Salgın döneminde dikkat edilmesi gereken bir konu da Covid-19 hakkında çıkan, endişe yaratabilecek haberlere ve konuşmalara karşı çocukları korumaktır. Ebeveynlerdeki endişe ve korku hali de en az haberler kadar çocukları olumsuz etkileyebilmektedir. Ebeveynlerin endişeli, kaygılı davranışlar göstermesi çocukların da aynı duyguları yaşamalarına ve olumsuz davranışlar geliştirmelerine neden olabilir. Çocuklar, yetişkinlerin sohbetlerinden büyük ölçüde etkilenmekte, ebeveynlerinin yaşadıkları stres ve endişeye maruz kalabilmektedirler. Bu nedenle özellikle bu dönemde çocukların bulunduğu ortamda yapılan konuşmalara dikkat etmek gerekmektedir. Kastedilen mevcut durumu yok saymak, hiç konuşmamak demek değildir. Bazı durumlarda ebeveynler çocuklarını zor durumlardan korumak adına kaygı yaratabileceğini düşündükleri konu ve durumlar hakkında konuşmak istemezler. Böyle bir durumda sessiz kalmak çocukların endişelerinin daha çok artmasına neden olabilir. Çocuklarla geliştirilen etkili iletişim hem ebeveynler hem de çocuklar açısından önemli bir fayda sağlayacaktır. Ebeveynleri tarafından geçiştirilen çocuk, bilgi edinmeyi kendi yoluyla gerçekleştirecek ve bilgi kirliliğinin çokça olduğu sosyal medya mecrasında belki de daha fazla kafa bulanıklığı ve endişe yaşayacaktır. Ebeveynlerin açık iletişimi çocukların güven duygularının gelişmesine, konu hakkında kafalarına takılan şeyleri daha rahat sormalarına, olası kaygılarının kontrol altına alınmasına yardım edecektir.

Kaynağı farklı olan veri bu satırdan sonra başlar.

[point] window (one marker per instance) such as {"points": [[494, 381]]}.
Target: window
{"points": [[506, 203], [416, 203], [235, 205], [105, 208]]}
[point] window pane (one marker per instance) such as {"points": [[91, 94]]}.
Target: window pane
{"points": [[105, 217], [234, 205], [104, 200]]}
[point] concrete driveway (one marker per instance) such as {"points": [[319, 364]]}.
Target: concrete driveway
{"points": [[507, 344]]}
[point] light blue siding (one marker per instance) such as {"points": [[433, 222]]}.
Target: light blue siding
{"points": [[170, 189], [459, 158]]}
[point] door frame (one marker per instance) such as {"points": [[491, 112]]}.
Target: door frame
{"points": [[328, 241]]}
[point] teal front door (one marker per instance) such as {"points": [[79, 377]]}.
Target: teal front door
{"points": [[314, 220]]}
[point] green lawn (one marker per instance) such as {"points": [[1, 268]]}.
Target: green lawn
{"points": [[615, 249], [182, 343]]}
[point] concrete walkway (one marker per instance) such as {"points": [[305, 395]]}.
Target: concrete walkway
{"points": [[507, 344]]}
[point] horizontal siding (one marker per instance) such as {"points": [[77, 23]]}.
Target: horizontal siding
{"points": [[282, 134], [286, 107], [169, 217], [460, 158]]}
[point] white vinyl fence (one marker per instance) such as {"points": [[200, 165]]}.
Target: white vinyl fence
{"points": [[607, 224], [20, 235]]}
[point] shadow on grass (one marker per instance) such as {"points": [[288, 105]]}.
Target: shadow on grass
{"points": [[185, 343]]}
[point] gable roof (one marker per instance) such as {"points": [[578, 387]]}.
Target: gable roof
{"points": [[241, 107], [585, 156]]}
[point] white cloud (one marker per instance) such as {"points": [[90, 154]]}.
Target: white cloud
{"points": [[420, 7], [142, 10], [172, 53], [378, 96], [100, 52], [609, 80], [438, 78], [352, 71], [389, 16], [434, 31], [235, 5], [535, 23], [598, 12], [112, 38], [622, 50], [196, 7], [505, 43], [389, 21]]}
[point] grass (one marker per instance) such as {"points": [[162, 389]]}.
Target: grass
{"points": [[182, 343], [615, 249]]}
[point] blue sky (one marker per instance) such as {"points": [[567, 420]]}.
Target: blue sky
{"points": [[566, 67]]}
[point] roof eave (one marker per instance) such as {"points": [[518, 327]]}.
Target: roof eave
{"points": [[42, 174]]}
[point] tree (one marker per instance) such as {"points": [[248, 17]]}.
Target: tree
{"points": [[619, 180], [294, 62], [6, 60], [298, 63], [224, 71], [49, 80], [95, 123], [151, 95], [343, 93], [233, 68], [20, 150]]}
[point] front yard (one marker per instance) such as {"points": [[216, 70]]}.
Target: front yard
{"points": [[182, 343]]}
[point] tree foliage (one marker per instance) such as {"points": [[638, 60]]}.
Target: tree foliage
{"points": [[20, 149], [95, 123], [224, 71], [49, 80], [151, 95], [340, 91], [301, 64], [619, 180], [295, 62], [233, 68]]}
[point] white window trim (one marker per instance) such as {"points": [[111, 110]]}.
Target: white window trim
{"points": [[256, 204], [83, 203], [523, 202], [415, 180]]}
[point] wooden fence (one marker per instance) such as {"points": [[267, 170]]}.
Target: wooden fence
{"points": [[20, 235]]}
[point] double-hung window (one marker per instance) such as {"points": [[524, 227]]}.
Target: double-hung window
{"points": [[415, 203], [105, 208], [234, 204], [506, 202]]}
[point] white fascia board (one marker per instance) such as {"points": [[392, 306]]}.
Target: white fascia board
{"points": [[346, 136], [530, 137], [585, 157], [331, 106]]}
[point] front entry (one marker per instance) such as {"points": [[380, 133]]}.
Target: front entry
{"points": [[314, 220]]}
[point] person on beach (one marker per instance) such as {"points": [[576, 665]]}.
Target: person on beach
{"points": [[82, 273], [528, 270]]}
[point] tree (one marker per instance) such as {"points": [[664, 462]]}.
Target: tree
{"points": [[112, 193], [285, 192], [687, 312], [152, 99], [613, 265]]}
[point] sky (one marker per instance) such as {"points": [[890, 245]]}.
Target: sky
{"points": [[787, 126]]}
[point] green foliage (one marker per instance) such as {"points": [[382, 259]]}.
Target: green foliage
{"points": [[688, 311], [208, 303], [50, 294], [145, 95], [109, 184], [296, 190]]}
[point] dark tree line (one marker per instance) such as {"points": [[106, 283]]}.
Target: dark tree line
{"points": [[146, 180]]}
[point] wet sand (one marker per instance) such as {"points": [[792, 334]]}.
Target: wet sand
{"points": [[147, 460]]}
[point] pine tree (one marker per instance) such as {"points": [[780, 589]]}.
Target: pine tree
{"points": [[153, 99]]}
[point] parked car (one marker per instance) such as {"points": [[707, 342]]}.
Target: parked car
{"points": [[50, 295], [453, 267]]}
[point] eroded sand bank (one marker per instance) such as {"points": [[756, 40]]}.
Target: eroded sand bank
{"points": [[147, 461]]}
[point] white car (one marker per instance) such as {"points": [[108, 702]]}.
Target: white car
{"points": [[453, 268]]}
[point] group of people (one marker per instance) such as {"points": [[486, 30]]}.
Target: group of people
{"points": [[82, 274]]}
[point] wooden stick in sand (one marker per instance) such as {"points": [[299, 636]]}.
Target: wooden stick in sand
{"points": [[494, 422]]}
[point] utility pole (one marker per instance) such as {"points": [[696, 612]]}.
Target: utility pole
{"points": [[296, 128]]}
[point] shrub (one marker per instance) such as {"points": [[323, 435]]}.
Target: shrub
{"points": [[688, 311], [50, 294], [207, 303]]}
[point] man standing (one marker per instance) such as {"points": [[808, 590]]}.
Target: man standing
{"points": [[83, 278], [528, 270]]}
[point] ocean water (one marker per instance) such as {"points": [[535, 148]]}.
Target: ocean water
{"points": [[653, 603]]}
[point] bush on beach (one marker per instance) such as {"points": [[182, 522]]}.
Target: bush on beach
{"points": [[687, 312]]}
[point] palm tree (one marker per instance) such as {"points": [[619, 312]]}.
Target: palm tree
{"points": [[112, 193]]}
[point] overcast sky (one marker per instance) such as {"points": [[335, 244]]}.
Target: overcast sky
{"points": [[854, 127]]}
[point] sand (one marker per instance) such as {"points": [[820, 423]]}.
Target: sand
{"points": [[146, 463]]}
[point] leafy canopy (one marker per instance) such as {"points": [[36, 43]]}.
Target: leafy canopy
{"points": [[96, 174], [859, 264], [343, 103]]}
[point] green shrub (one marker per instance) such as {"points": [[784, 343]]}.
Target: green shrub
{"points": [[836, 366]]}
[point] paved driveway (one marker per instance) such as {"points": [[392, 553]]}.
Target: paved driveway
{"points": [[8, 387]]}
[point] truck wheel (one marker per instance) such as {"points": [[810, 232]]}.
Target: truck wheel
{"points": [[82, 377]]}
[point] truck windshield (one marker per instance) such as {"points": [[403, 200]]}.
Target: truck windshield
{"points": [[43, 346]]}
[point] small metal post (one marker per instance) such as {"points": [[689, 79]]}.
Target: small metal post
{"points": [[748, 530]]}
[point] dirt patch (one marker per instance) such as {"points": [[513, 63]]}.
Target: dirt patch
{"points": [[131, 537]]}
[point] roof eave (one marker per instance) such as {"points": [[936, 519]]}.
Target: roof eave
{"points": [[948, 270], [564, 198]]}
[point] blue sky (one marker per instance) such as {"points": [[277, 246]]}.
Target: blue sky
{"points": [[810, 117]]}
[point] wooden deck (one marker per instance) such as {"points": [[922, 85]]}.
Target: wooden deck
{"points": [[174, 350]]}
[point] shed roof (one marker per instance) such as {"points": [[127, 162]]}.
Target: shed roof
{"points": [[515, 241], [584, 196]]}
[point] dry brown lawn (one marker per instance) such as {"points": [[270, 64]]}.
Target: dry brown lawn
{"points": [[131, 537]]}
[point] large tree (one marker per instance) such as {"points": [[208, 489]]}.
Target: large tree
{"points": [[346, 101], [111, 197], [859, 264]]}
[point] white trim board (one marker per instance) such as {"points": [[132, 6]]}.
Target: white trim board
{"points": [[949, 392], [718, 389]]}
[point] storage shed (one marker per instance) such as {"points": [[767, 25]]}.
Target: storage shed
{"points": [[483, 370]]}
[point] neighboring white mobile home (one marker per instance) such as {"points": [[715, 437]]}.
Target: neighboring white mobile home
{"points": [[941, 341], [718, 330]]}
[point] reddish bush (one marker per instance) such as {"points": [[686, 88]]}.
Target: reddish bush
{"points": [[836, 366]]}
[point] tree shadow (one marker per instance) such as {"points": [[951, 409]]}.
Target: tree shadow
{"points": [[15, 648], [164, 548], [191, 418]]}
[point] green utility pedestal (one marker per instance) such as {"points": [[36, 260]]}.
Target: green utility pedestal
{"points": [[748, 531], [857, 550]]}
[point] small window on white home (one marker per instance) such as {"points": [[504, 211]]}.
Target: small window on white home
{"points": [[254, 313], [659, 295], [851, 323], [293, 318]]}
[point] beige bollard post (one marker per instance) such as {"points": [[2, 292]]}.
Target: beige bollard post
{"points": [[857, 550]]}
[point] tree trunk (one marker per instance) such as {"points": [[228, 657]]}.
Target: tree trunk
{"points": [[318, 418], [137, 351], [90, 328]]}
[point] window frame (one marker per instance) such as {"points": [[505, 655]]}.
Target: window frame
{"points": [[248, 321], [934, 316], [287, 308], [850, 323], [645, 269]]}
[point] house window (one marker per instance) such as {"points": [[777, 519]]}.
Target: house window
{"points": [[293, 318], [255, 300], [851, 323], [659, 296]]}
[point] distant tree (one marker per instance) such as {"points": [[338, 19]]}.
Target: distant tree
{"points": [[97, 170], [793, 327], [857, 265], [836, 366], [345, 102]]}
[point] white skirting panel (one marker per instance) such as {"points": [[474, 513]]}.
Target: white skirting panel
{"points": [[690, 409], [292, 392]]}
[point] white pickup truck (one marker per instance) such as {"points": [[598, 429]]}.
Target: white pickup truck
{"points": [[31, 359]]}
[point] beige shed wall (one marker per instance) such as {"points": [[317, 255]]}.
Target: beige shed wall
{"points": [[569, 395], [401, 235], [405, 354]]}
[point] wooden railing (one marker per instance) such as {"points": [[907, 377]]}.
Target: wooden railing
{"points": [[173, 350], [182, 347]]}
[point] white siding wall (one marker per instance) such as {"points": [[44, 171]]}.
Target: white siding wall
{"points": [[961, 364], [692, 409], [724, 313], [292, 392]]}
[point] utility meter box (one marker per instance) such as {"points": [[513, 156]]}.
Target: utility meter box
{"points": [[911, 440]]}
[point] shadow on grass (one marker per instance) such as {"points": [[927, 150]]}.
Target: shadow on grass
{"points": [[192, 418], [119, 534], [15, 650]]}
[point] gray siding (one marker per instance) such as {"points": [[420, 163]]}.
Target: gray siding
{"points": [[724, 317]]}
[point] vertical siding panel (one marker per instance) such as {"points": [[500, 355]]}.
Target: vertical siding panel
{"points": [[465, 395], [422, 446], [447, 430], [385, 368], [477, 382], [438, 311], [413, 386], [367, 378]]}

Sonuç olarak; salgın sürecinde en önemli şey gerekli tedbirlerin alınarak sağlıklı ve güvenli bir şekilde bu sürecin atlatılabilmesidir. Süreci sağlıkla ve güvenle atlatmanın temel koşulları arasında; kişisel temizliğe dikkat etmek, sosyal mesafe kurallarına uymak ve sosyal medya aracılığıyla salgına yönelik paylaşılan endişe verici, asılsız haberlere itibar etmemek öncelik taşımaktadır. Şunu da unutmamak gerekir ki evde rol model ebeveynlerdir. Ebeveynler bu süreçte nasıl bir tutum sergilerse çocukları da o ölçüde benzer tutum ve davranışlar sergileyeceklerdir. Dolayısıyla ebeveynlerin bilinçli, tutarlı, açık ve destekleyici bir tutum sergilemeleri çok önemlidir. Sağlıkla ve güvende kalmak dileğiyle.